Vetting ABBYY ‘Keen Eye’ FlexiCapture at ImageSource
First off, ABBYY means “keen eye”, an apt name for a product that dynamically and automatically captures and processes widely disparate documents. Powerful document recognition separates and classifies docs, and state-of-the art optical character recognition rips the data from the images. I like the motto that pops up on screen – “take the data, leave the paper”. I love doing just that, sending paper briskly off to start its next recycled life. It’s the greenest thing to do, especially when compared to filling endless cabinets and long-term off-site storage facilities.
When you want to recommend, sell, support, and solve major customer problems with ECM software at ImageSource, due diligence mandates a thorough feature review and testing. I’ll describe some of the steps I was involved with in this process for ABBYY FlexiCapture – but mine is but a single slice of the vet team pie. Development teams and other engineering teams performed specific examinations to answer questions about integration, APIs, and more narrow capabilities to solve unique problems faced by eager customers. Also, ImageSource staff with a variety of titles took a week-long training course with intensive labs. Unfortunately I missed the class but was given the opportunity to spin up for a pre-sales demo last year, which was a lot of fun.

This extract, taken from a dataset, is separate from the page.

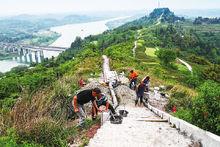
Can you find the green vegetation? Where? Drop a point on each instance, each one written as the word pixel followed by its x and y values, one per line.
pixel 151 52
pixel 33 101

So here’s a peek at our process:
Laptop Install
First things first! I like to be able to run new software on my laptop whenever possible. This frees me from all bandwidth and location constraints. I can easily focus on the vet effort on a plane, down by the river, wherever and whenever. ABBYY FlexiCapture has a convenient ‘Standalone Installation’ which gives you access to all the key components on one box.
Obtain Sample Images from Client
In this case we gathered dozens of hardcopy invoices from a large international corporation. The images were not pretty and included originals, copies, printed faxes, you name it.
Ascertain Server Needs
After reviewing the ABBYY documentation we set the requirements for our labs – memory per server, disk space, software required, scan station requirements, scanner requirements, and required operating systems.
Spin Up VMs
Thanks to Mike Peterson we had three servers up in no time.
Convening the Team , Locking Down the ‘War Room’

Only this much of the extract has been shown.